Prasanth J updated HIVE-8168:
-----------------------------
    Status: Patch Available  (was: Open)

> With dynamic partition enabled fact table selectivity is not taken into account when generating the physical plan (Use CBO cardinality using physical plan generation)
> ----------------------------------------------------------------------------------------------------------------------------------------------------------------------
>
>                 Key: HIVE-8168
>                 URL: https://issues.apache.org/jira/browse/HIVE-8168
>             Project: Hive
>          Issue Type: Bug
>          Components: Tez
>    Affects Versions: 0.14.0
>            Reporter: Mostafa Mokhtar
>            Assignee: Prasanth J
>            Priority: Critical
>              Labels: performance
>             Fix For: vectorization-branch, 0.14.0
>
>         Attachments: HIVE-8168.1.patch
>
>
> When calculating estimate row counts & data size during physical plan generation in StatsRulesProcFactory doesn't know that there will be dynamic partition pruning and it is hard to know how many partitions will qualify at runtime, as a result with Dynamic partition pruning enabled a query 32 can run with 570 compared to 70 tasks with dynamic partition pruning disabled and actual partition filters on the fact table.
> The long term solution for this issue is to use the cardinality estimates from CBO as it takes into account join selectivity and such, estimate from CBO won't address the number of the tasks used for the partitioned table but they will address the incorrect number of tasks used for the concequent reducers where the majority of the slowdown is coming from.
> Plan dynamic partition pruning on 
> {code}
>    Map 5 
>             Map Operator Tree:
>                 TableScan
>                   alias: ss
>                   filterExpr: ss_store_sk is not null (type: boolean)
>                   Statistics: Num rows: 550076554 Data size: 47370018896 Basic stats: COMPLETE Column stats: NONE
>                   Filter Operator
>                     predicate: ss_store_sk is not null (type: boolean)
>                     Statistics: Num rows: 275038277 Data size: 23685009448 Basic stats: COMPLETE Column stats: NONE
>                     Map Join Operator
>                       condition map:
>                            Inner Join 0 to 1
>                       condition expressions:
>                         0 {ss_store_sk} {ss_net_profit}
>                         1 
>                       keys:
>                         0 ss_sold_date_sk (type: int)
>                         1 d_date_sk (type: int)

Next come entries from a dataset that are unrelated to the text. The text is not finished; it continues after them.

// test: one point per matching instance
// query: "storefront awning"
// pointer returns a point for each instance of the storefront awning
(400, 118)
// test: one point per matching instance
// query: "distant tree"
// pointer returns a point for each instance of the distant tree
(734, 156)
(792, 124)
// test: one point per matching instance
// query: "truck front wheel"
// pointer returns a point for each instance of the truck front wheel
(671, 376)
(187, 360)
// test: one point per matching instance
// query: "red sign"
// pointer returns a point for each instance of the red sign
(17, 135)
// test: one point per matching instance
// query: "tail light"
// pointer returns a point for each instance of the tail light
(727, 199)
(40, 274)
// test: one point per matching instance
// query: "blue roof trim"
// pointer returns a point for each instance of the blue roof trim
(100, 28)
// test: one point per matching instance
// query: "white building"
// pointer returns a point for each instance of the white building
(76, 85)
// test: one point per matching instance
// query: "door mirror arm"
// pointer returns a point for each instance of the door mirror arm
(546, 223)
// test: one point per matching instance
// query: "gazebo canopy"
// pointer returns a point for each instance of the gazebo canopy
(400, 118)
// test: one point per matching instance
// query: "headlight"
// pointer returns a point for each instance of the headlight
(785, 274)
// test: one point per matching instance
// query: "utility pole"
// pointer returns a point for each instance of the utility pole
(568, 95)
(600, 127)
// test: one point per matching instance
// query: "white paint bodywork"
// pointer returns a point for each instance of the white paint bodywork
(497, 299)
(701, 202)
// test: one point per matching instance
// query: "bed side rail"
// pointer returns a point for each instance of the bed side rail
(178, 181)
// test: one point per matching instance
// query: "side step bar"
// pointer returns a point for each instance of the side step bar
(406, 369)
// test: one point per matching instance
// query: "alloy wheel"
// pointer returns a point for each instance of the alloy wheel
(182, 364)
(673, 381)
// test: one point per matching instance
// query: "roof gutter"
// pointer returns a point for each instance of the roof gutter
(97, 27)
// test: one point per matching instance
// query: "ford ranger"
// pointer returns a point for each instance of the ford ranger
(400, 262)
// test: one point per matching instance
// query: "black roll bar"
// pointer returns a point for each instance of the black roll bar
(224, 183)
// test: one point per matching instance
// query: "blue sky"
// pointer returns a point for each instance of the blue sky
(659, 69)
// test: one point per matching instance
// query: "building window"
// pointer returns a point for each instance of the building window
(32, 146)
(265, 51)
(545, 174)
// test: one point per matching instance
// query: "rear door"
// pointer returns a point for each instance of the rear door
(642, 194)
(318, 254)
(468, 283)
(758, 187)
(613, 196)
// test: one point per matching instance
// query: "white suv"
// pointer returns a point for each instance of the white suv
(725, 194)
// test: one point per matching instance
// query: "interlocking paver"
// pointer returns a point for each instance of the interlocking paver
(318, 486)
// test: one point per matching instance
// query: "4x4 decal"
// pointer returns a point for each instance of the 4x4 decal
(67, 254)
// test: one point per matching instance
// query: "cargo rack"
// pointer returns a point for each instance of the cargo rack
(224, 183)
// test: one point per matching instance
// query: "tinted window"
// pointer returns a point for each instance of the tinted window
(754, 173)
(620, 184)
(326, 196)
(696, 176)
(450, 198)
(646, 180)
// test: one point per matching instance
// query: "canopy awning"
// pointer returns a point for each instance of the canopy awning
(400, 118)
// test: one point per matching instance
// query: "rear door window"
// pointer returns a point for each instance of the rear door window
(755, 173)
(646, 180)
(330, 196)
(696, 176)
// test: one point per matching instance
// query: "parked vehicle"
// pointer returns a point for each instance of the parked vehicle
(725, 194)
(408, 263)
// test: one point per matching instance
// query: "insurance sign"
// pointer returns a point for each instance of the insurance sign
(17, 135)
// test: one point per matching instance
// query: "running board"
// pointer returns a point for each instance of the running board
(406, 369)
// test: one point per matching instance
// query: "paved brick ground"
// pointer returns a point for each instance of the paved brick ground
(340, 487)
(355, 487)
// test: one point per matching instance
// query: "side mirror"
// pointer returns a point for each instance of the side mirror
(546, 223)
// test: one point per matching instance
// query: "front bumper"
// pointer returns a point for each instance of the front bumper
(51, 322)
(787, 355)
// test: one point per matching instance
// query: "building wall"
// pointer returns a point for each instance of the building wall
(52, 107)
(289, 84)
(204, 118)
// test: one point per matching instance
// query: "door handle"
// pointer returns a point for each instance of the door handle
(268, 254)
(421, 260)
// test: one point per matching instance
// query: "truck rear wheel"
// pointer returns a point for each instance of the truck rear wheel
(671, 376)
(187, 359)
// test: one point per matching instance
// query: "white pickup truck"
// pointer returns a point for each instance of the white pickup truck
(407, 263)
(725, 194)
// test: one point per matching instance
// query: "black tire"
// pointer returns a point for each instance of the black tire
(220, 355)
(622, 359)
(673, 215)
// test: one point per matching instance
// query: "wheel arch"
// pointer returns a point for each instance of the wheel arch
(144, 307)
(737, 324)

>                       outputColumnNames: _col6, _col21
>                       input vertices:
>                         1 Map 1
>                       Statistics: Num rows: 302542112 Data size: 26053511168 Basic stats: COMPLETE Column stats: NONE
>                       Map Join Operator
>                         condition map:
>                              Inner Join 0 to 1
>                         condition expressions:
>                           0 {_col21}
>                           1 {s_county} {s_state}
>                         keys:
>                           0 _col6 (type: int)
>                           1 s_store_sk (type: int)
>                         outputColumnNames: _col21, _col80, _col81
>                         input vertices:
>                           1 Map 2
>                         Statistics: Num rows: 332796320 Data size: 28658862080 Basic stats: COMPLETE Column stats: NONE
>                         Map Join Operator
>                           condition map:
>                                Left Semi Join 0 to 1
>                           condition expressions:
>                             0 {_col21} {_col80} {_col81}
>                             1 
>                           keys:
>                             0 _col81 (type: string)
>                             1 _col0 (type: string)
>                           outputColumnNames: _col21, _col80, _col81
>                           input vertices:
>                             1 Reducer 11
>                           Statistics: Num rows: 366075968 Data size: 31524749312 Basic stats: COMPLETE Column stats: NONE
>                           Select Operator
>                             expressions: _col81 (type: string), _col80 (type: string), _col21 (type: float)
>                             outputColumnNames: _col81, _col80, _col21
>                             Statistics: Num rows: 366075968 Data size: 31524749312 Basic stats: COMPLETE Column stats: NONE
>                             Group By Operator
>                               aggregations: sum(_col21)
>                               keys: _col81 (type: string), _col80 (type: string), '0' (type: string)
>                               mode: hash
>                               outputColumnNames: _col0, _col1, _col2, _col3
>                               Statistics: Num rows: 1098227904 Data size: 94574247936 Basic stats: COMPLETE Column stats: NONE
>                               Reduce Output Operator
>                                 key expressions: _col0 (type: string), _col1 (type: string), _col2 (type: string)
>                                 sort order: +++
>                                 Map-reduce partition columns: _col0 (type: string), _col1 (type: string), _col2 (type: string)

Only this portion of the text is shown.